Law Association of Zambia president Eddie Mwitwa has told the Constitutional Court that government did not obtain the people’s views on the proposed amendments to the Constitution of Zambia.

Mwitwa testified that the people were not involved because to his understanding, “the people” means views of the people in every province and district and not limited to the select few and institutions.

In this matter, LAZ and Chapter One Foundation Limited are challenging government’s decision to alter the Constitution of Zambia through (Amendment) Bill No.10 of 2019.

They cited Attorney General Likando Kalaluka as the respondent in the matter.

When the matter came up before Constitutional Court president Hilda Chibomba, Justices Annie Sitali, Mungeni Mulenga, Enock Mulembe, Palani Mulonda, Martin Musaluke and professor Margaret Munalula for hearing of the petition, Mwitwa, who is the first witness, confirmed that LAZ was invited to participate in National Dialogue Forum (NDF) earlier this year and requested to send two representatives, which it did.

He explained that prior to that, LAZ was requested by the Ministry of Justice to make submissions to the said ministry as they were advised that the ministry was in the process of refining the Constitution of Zambia as amended in 2016.

Mwitwa said their understanding as LAZ was that the NDF was going to refine the Constitution, not uttering it’s contents.

He told the court that the process that the nation went through prior to the 2016 amendments to the Constitution was much more inclusive and the consultations were broader.

Mwitwa testified that he was not aware of the resolutions made at the NDF but added that he was aware of the proposals that came out of it.

He said he had came to know through the media that there was a proposal for reintroduction of deputy ministers and also that hearing and determination of a presidential petition should be extended from the current 14 days to 30 days.

He said LAZ did not submit to the select Committee of the National Assembly because at time it was invited to make submissions, the petition was already before court on August 12 and the National Assembly was joined to the petition as third respondent challenging the legality of the Constitutional (Amendment) Bill No.10.
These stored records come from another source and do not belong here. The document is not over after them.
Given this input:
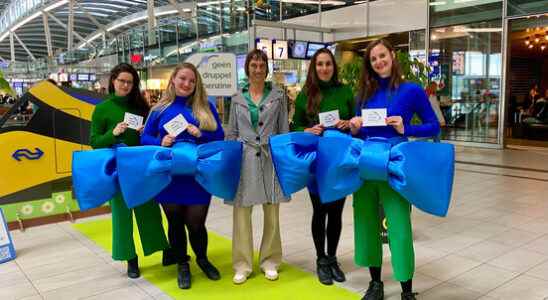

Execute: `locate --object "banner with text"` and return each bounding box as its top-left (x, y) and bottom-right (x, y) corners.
top-left (185, 53), bottom-right (237, 97)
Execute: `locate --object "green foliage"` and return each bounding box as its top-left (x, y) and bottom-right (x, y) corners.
top-left (395, 50), bottom-right (430, 88)
top-left (0, 70), bottom-right (15, 96)
top-left (395, 51), bottom-right (431, 125)
top-left (338, 51), bottom-right (430, 98)
top-left (338, 55), bottom-right (363, 96)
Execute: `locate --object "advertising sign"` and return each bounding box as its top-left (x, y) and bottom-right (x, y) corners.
top-left (0, 208), bottom-right (16, 264)
top-left (186, 53), bottom-right (237, 97)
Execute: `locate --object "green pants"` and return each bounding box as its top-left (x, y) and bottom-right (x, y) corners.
top-left (353, 181), bottom-right (414, 282)
top-left (110, 194), bottom-right (169, 261)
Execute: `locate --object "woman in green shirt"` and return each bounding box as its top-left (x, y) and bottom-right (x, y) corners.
top-left (292, 48), bottom-right (355, 285)
top-left (90, 63), bottom-right (168, 279)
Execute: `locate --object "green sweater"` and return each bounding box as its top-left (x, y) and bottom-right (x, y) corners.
top-left (292, 82), bottom-right (355, 131)
top-left (90, 94), bottom-right (143, 149)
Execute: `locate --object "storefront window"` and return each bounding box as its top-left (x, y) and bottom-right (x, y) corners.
top-left (429, 20), bottom-right (502, 143)
top-left (430, 0), bottom-right (502, 27)
top-left (508, 0), bottom-right (548, 17)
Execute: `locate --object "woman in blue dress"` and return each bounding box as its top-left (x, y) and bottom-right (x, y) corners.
top-left (141, 62), bottom-right (224, 290)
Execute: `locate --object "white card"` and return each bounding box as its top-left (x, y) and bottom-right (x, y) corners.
top-left (163, 114), bottom-right (189, 137)
top-left (319, 110), bottom-right (340, 127)
top-left (123, 112), bottom-right (143, 130)
top-left (362, 108), bottom-right (387, 127)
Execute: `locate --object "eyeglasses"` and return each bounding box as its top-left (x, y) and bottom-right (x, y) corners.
top-left (116, 78), bottom-right (134, 86)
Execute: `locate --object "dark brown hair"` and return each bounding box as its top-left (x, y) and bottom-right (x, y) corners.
top-left (245, 49), bottom-right (269, 78)
top-left (357, 39), bottom-right (403, 107)
top-left (108, 63), bottom-right (148, 116)
top-left (304, 47), bottom-right (340, 115)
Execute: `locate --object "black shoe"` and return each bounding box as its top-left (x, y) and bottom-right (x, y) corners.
top-left (401, 292), bottom-right (417, 300)
top-left (362, 281), bottom-right (384, 300)
top-left (316, 257), bottom-right (333, 285)
top-left (327, 256), bottom-right (346, 283)
top-left (196, 258), bottom-right (221, 280)
top-left (127, 257), bottom-right (140, 279)
top-left (177, 262), bottom-right (191, 289)
top-left (162, 248), bottom-right (177, 266)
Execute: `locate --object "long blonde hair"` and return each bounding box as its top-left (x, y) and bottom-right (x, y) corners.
top-left (153, 62), bottom-right (217, 131)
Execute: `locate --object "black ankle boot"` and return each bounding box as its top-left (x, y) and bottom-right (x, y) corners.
top-left (162, 248), bottom-right (177, 266)
top-left (362, 281), bottom-right (384, 300)
top-left (127, 257), bottom-right (140, 279)
top-left (327, 256), bottom-right (346, 282)
top-left (196, 258), bottom-right (221, 280)
top-left (316, 257), bottom-right (333, 285)
top-left (401, 292), bottom-right (417, 300)
top-left (177, 262), bottom-right (191, 289)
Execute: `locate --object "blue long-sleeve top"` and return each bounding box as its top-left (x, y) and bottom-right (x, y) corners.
top-left (356, 77), bottom-right (440, 140)
top-left (141, 95), bottom-right (224, 205)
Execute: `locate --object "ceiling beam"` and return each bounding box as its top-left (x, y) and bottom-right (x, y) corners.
top-left (42, 13), bottom-right (53, 57)
top-left (12, 31), bottom-right (36, 61)
top-left (43, 10), bottom-right (87, 45)
top-left (67, 0), bottom-right (74, 50)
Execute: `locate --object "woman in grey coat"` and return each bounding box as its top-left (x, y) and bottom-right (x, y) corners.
top-left (225, 49), bottom-right (290, 284)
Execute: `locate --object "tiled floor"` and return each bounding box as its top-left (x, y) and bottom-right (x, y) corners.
top-left (2, 145), bottom-right (548, 300)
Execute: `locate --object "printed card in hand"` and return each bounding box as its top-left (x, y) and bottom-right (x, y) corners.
top-left (362, 108), bottom-right (387, 127)
top-left (319, 110), bottom-right (340, 127)
top-left (123, 112), bottom-right (144, 130)
top-left (163, 114), bottom-right (189, 137)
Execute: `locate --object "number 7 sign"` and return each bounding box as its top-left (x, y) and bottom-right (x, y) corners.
top-left (273, 40), bottom-right (288, 60)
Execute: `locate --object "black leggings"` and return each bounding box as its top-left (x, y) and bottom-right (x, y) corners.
top-left (162, 203), bottom-right (210, 263)
top-left (310, 193), bottom-right (346, 258)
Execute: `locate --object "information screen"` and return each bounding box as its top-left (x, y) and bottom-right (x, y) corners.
top-left (77, 74), bottom-right (89, 81)
top-left (289, 40), bottom-right (307, 59)
top-left (306, 42), bottom-right (326, 58)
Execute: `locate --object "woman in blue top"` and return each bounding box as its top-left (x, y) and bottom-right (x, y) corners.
top-left (349, 39), bottom-right (439, 300)
top-left (141, 62), bottom-right (224, 290)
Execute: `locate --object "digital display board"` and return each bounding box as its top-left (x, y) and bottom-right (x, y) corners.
top-left (289, 40), bottom-right (307, 59)
top-left (306, 42), bottom-right (326, 58)
top-left (77, 73), bottom-right (89, 81)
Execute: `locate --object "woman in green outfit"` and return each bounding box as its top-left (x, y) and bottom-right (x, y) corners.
top-left (292, 48), bottom-right (355, 285)
top-left (90, 63), bottom-right (169, 279)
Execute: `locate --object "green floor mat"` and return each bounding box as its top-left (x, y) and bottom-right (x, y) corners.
top-left (73, 218), bottom-right (358, 300)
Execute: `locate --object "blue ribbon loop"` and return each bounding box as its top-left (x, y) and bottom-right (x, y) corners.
top-left (72, 149), bottom-right (119, 211)
top-left (72, 141), bottom-right (242, 210)
top-left (269, 132), bottom-right (319, 198)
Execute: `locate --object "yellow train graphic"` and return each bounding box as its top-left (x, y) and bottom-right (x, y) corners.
top-left (0, 81), bottom-right (102, 223)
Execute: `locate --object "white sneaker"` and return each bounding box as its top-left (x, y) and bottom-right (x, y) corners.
top-left (264, 269), bottom-right (278, 281)
top-left (233, 272), bottom-right (248, 284)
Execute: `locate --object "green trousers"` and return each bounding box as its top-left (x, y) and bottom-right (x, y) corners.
top-left (110, 194), bottom-right (169, 261)
top-left (353, 181), bottom-right (414, 282)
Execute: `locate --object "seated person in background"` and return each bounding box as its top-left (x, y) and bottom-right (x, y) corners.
top-left (523, 89), bottom-right (548, 125)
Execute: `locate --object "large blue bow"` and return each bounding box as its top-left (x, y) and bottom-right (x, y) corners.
top-left (269, 132), bottom-right (454, 217)
top-left (116, 141), bottom-right (242, 208)
top-left (316, 134), bottom-right (455, 216)
top-left (72, 141), bottom-right (242, 210)
top-left (72, 149), bottom-right (118, 211)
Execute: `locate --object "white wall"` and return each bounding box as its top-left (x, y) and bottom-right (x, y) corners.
top-left (254, 0), bottom-right (427, 42)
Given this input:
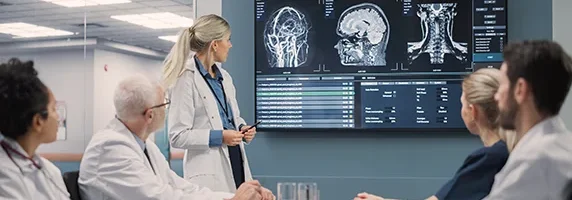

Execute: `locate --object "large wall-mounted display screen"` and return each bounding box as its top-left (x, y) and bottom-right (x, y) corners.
top-left (254, 0), bottom-right (508, 130)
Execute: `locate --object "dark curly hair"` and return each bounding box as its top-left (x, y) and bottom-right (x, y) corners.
top-left (0, 58), bottom-right (50, 140)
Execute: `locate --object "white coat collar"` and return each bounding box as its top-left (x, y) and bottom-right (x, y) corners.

“When we met as counsel of LAZ, we resolved that it would not be appropriate for us to participate in the deliberations of the Bill at Parliament when we were challenging the decision to amend the Constitution in the manner proposed. We were also of the view that we would not be taken seriously if we participated in the process in Parliament when we were against the process to amend the Constitution in the manner proposed,” Mwitwa said.

“The position of LAZ is that if the Constitutional (Amendment) Bill were to be enacted into law, it would not be achieving the stated objective of refining the Constitution as we were informed by the Ministry of Justice but uttering the basic structure of the Constitution. One of the ways we believe this will be done is by increasing the powers of the executive arm of government, compromising the independence of the judiciary among others.”
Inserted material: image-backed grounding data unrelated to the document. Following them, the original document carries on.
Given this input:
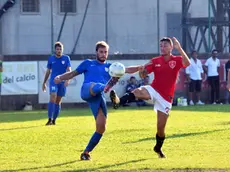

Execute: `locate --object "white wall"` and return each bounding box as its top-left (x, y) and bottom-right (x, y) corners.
top-left (0, 0), bottom-right (211, 55)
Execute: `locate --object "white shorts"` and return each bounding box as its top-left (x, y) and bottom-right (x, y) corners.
top-left (140, 85), bottom-right (172, 115)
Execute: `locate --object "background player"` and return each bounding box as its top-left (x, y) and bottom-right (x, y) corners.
top-left (42, 42), bottom-right (71, 125)
top-left (110, 37), bottom-right (190, 158)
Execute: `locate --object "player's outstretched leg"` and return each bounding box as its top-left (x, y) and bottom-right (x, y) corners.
top-left (104, 77), bottom-right (120, 93)
top-left (110, 90), bottom-right (136, 109)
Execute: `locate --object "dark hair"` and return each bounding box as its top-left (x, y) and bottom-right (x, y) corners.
top-left (95, 41), bottom-right (109, 51)
top-left (160, 37), bottom-right (173, 46)
top-left (191, 50), bottom-right (197, 55)
top-left (212, 49), bottom-right (218, 53)
top-left (54, 42), bottom-right (63, 49)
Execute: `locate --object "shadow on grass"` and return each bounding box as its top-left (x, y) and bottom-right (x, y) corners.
top-left (1, 158), bottom-right (147, 172)
top-left (67, 158), bottom-right (148, 172)
top-left (123, 128), bottom-right (230, 144)
top-left (1, 160), bottom-right (77, 172)
top-left (218, 121), bottom-right (230, 125)
top-left (0, 108), bottom-right (92, 123)
top-left (0, 125), bottom-right (42, 132)
top-left (138, 168), bottom-right (229, 172)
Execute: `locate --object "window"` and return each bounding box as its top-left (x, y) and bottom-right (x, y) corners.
top-left (21, 0), bottom-right (40, 13)
top-left (60, 0), bottom-right (77, 13)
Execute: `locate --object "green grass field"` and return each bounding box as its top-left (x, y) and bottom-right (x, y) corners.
top-left (0, 105), bottom-right (230, 172)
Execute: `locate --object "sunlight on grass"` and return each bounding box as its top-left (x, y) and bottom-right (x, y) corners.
top-left (0, 105), bottom-right (230, 171)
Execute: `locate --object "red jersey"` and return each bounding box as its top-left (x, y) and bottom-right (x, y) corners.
top-left (145, 55), bottom-right (186, 103)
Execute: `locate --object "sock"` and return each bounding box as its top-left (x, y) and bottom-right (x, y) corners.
top-left (48, 102), bottom-right (55, 119)
top-left (119, 92), bottom-right (136, 105)
top-left (53, 104), bottom-right (61, 120)
top-left (84, 132), bottom-right (102, 153)
top-left (92, 83), bottom-right (105, 95)
top-left (104, 77), bottom-right (119, 93)
top-left (155, 134), bottom-right (165, 149)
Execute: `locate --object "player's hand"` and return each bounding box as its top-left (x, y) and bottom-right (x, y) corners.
top-left (172, 37), bottom-right (182, 50)
top-left (64, 81), bottom-right (69, 87)
top-left (54, 75), bottom-right (62, 84)
top-left (42, 83), bottom-right (47, 92)
top-left (138, 65), bottom-right (147, 78)
top-left (227, 83), bottom-right (230, 92)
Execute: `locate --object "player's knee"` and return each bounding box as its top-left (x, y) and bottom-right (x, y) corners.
top-left (132, 89), bottom-right (141, 97)
top-left (89, 83), bottom-right (96, 96)
top-left (96, 124), bottom-right (106, 134)
top-left (132, 88), bottom-right (149, 100)
top-left (55, 96), bottom-right (62, 104)
top-left (50, 94), bottom-right (57, 103)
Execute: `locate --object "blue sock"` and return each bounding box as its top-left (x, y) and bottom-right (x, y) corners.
top-left (48, 102), bottom-right (55, 119)
top-left (85, 132), bottom-right (102, 153)
top-left (53, 104), bottom-right (61, 120)
top-left (92, 83), bottom-right (105, 95)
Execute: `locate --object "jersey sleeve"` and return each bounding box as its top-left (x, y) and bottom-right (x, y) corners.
top-left (217, 59), bottom-right (220, 67)
top-left (66, 56), bottom-right (71, 67)
top-left (47, 56), bottom-right (52, 69)
top-left (185, 65), bottom-right (190, 74)
top-left (205, 59), bottom-right (209, 66)
top-left (199, 61), bottom-right (204, 73)
top-left (76, 59), bottom-right (90, 74)
top-left (145, 59), bottom-right (155, 74)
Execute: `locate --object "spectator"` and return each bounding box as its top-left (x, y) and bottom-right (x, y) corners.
top-left (225, 58), bottom-right (230, 104)
top-left (185, 50), bottom-right (204, 105)
top-left (204, 49), bottom-right (220, 104)
top-left (126, 76), bottom-right (138, 93)
top-left (124, 76), bottom-right (141, 106)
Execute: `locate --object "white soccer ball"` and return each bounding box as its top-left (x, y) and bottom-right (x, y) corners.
top-left (109, 62), bottom-right (126, 77)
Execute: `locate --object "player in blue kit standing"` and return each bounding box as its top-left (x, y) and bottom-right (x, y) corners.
top-left (42, 42), bottom-right (71, 125)
top-left (54, 41), bottom-right (137, 160)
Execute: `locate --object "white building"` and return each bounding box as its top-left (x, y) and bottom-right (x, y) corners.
top-left (0, 0), bottom-right (211, 55)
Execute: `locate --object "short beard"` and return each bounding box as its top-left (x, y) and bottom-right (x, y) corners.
top-left (56, 53), bottom-right (62, 57)
top-left (96, 56), bottom-right (105, 63)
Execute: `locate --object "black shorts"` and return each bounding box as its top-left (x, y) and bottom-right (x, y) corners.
top-left (189, 79), bottom-right (202, 92)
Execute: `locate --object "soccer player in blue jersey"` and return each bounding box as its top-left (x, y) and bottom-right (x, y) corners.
top-left (54, 41), bottom-right (137, 160)
top-left (42, 42), bottom-right (71, 125)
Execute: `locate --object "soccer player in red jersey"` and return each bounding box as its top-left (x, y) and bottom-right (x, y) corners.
top-left (110, 37), bottom-right (190, 158)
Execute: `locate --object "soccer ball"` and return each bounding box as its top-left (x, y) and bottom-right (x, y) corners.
top-left (109, 62), bottom-right (126, 77)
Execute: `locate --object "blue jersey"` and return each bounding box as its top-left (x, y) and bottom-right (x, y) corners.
top-left (76, 59), bottom-right (111, 84)
top-left (47, 54), bottom-right (71, 83)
Asked in cross examination by the Attorney General Likando Kalaluka to demonstrate how the national values were not taken into account when initiating the Bill, Mwitwa said he had not seen any evidence to show that the President or executive took into account the national values and principles as set out in Article 8 of the Constitution.

“The respondents in the affidavit in opposition has not provided such evidence. Our view is that, that evidence if it at all it exists, is in the custody of the respondent,” Mwitwa said.

He said there should be a public document generated by the Ministry of Justice that explains to the citizens the justification for proposing to amend the Constitution and it must demonstrate how that amendment promotes constitutionalism, democracy, equality, good governance and the rule of Law.

“The proposed amendments are unconstitutional because our reading of the proposed amendments suggest to us that the national values and principles were not taken into account when initiating Bill 10,” Mwitwa said.

And asked by Solicitor General Abraham Mwansa, “considering that the Minister of Justice invited LAZ to make submissions, considering that there was a forum in Siavonga, considering that there was the National Dialogue Forum, would you still maintain that the executive did not obtain the views of the people on the proposed amendments to the Constitution?”

Mwitwa responded in the affirmative.

And in re-examination, the witness said the people were not involved because to his understanding, the people means the views of the people in every province and district would have to be involved, and it should not be limited to the select few and institutions.

Mwitwa added that his understanding of refining the Constitution was intended to improve or make something better and not lead to removing or diluting provisions of the law.

“In the process of refining, the refiner is limited to that extent, making something better,” he said.

At this point, LAZ asked for an adjournment to allow them to call another witness.

The body of lawyers said the application for an adjournment was necessitated by the way the State conducted its cross examination.

But the Attorney General objected to the request for an adjournment, saying it was becoming clear that LAZ was not ready to prosecute its case.

The court however, allowed the the adjournment to Thursday.

Meanwhile, Chapter One Foundation, through its lawyer Linda Kasonde, sought guidance of the court on whether its witness could be allowed to testify through Skype as the witness was abroad but the court adjourned the matter in order for the State to consult on whether the Zambian law allowed for such.